In this simple little wavefolder snippet, I tried to use my own Math::Abs instead of std::abs, obviously to get the performance benefit:

const double sign = Math::Sign(Sample);
double value = Math::Abs(Sample);  // <--------------------- this call works fine

while ((value > 1.0) or (value < 0.0))
{
    const double positive = Math::Abs(value);  // <--------- this call halts the host
    
    value = (value > 1.0) * (1.0 - (value - 1.0)) + (value < 0.0) * positive;
}

So when I use my Math::Abs to get the absolute value of the current sample at the beginning, it works just fine and does what it’s supposed to. But as soon as I use it inside the while loop, the host just halts and stops responding when the project loads.

If I replace the Math::Abs call inside the while loop with a call to std::abs, everything works fine again, host loads project, sound is there. Swap std::abs for Math::Abs again, host stops responding on project load and I have to kill it.

I tried playing around with everything about the Math::Abs implementation, making it non inline, non const, making the argument non const, non reference, even using a dedicated variable before the return. I even put the result of the Math::Abs call into a variable inside the while loop, to make sure there’s no trouble with assigning and referencing the same variable in one line.

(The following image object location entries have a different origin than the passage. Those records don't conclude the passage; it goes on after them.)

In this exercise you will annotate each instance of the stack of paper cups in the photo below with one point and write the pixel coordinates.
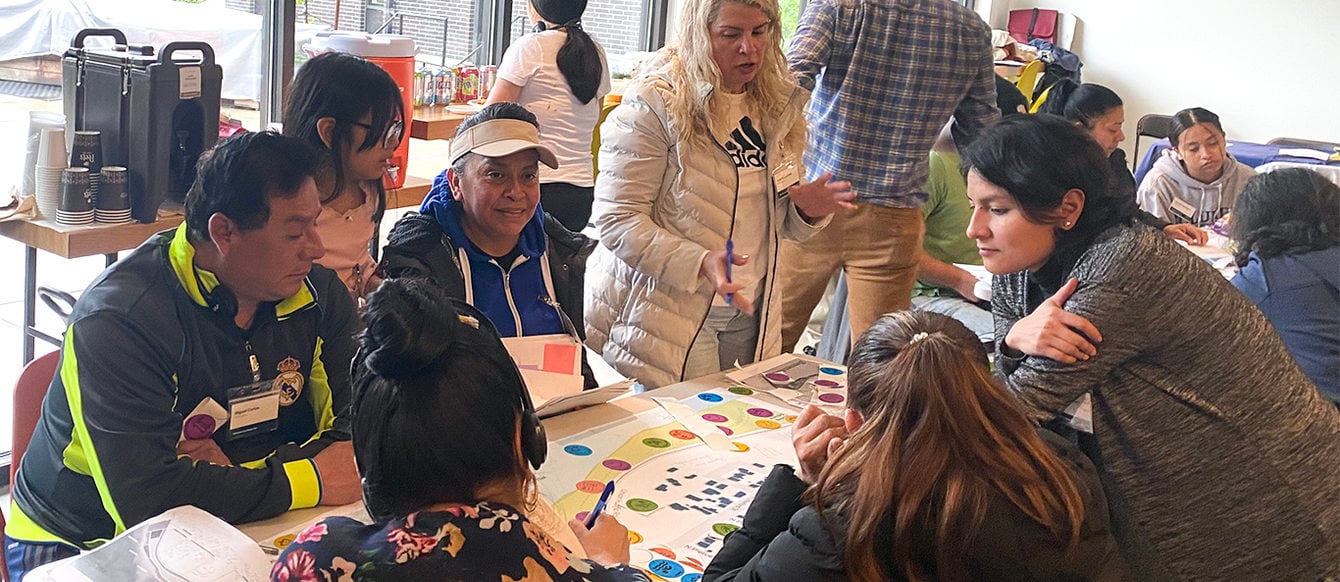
(51, 162)
(36, 122)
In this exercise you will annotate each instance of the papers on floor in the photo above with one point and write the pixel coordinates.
(181, 545)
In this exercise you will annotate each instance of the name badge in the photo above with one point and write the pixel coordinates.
(252, 408)
(1183, 208)
(785, 175)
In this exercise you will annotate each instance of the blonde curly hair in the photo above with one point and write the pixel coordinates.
(689, 65)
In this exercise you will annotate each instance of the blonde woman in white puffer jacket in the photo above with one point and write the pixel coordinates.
(702, 150)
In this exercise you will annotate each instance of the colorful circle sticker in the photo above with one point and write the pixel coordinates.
(618, 464)
(663, 551)
(590, 487)
(666, 567)
(722, 529)
(642, 504)
(198, 427)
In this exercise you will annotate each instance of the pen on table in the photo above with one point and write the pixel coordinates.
(599, 504)
(730, 259)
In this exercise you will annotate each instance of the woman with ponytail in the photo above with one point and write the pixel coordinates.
(934, 472)
(1099, 110)
(559, 73)
(445, 443)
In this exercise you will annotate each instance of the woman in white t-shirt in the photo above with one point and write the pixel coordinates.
(559, 73)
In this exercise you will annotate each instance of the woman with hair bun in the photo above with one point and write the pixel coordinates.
(559, 73)
(445, 441)
(934, 472)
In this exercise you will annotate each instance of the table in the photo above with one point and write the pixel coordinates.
(563, 463)
(434, 122)
(1249, 153)
(1331, 170)
(109, 240)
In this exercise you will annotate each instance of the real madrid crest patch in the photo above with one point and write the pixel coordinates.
(290, 381)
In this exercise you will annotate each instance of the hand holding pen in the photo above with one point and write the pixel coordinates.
(714, 268)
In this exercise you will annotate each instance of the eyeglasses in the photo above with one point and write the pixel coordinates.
(393, 133)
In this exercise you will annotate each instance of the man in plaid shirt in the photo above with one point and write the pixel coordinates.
(886, 77)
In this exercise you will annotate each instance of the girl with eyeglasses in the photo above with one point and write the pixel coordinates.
(353, 109)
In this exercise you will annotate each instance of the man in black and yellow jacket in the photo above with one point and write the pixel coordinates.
(208, 368)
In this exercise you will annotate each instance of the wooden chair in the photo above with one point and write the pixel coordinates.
(1153, 125)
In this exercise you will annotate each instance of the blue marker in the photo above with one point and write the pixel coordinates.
(730, 260)
(599, 504)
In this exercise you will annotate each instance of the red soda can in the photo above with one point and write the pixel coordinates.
(468, 83)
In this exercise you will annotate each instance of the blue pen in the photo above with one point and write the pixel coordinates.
(599, 504)
(730, 259)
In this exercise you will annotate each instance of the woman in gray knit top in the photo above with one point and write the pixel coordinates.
(1220, 457)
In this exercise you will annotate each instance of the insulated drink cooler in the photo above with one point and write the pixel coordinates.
(157, 113)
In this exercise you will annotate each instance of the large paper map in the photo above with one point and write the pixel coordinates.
(677, 495)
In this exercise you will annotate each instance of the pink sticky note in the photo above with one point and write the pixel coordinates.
(559, 357)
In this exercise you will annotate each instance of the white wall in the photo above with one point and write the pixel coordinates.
(1268, 67)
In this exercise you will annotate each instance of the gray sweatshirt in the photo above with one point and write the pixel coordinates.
(1220, 459)
(1173, 195)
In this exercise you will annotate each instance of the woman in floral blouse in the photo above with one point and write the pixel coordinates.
(438, 433)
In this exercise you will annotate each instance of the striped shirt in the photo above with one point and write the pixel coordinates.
(886, 77)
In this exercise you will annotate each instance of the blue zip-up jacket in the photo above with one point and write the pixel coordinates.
(1300, 295)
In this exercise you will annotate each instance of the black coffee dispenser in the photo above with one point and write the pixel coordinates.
(157, 113)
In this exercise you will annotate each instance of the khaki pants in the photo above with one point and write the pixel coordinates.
(877, 246)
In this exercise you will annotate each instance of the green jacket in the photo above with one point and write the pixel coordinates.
(150, 339)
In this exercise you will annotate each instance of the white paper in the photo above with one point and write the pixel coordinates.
(182, 545)
(559, 405)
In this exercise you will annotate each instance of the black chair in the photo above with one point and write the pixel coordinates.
(1312, 144)
(1153, 125)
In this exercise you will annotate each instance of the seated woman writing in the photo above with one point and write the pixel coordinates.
(934, 474)
(1197, 180)
(444, 433)
(1287, 232)
(1218, 456)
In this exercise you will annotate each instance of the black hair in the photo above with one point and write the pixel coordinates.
(578, 58)
(500, 110)
(436, 404)
(345, 87)
(1289, 211)
(1080, 103)
(1009, 98)
(1189, 118)
(1037, 160)
(239, 176)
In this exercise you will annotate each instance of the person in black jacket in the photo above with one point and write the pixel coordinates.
(1100, 113)
(934, 474)
(483, 236)
(207, 368)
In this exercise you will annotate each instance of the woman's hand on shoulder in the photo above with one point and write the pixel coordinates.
(1051, 331)
(822, 197)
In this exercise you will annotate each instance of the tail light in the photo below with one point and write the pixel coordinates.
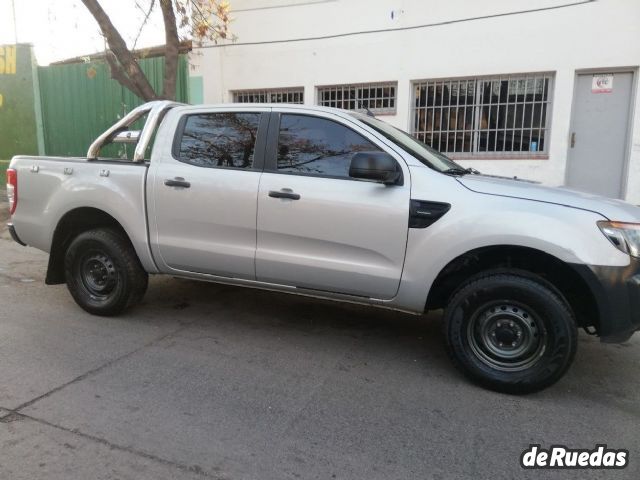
(12, 189)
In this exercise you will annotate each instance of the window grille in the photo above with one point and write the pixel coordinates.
(379, 98)
(494, 115)
(279, 95)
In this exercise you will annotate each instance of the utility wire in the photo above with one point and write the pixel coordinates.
(399, 29)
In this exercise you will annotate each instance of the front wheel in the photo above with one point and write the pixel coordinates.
(103, 273)
(511, 333)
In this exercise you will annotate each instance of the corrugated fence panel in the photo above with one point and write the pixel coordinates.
(80, 101)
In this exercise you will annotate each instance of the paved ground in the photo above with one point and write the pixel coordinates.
(207, 381)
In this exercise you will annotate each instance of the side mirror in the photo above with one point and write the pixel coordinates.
(377, 166)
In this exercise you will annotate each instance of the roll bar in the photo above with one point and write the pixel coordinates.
(118, 132)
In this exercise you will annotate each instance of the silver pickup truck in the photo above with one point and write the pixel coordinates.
(338, 205)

But nothing helps, it just keeps halting the host.
Anyone got a clue why that would be the case?

Oh wow, I had a really, really, REALLY dumb bug in that abs code… :skull:

From the initial tests, I still had that last factor as -1 in there… so that basically always kept the loop going… i.e. host hangs.

The correct Abs function looks like this:

template <typename TYPE>
inline const TYPE Abs (const TYPE& Value)
{
    return Value + (Value < static_cast<TYPE>(0)) * (static_cast<TYPE>(-2) * Value);
}

Even with that additional multiplication at the back, it’s still more than 2x faster than the regular std::abs, so good enough for me.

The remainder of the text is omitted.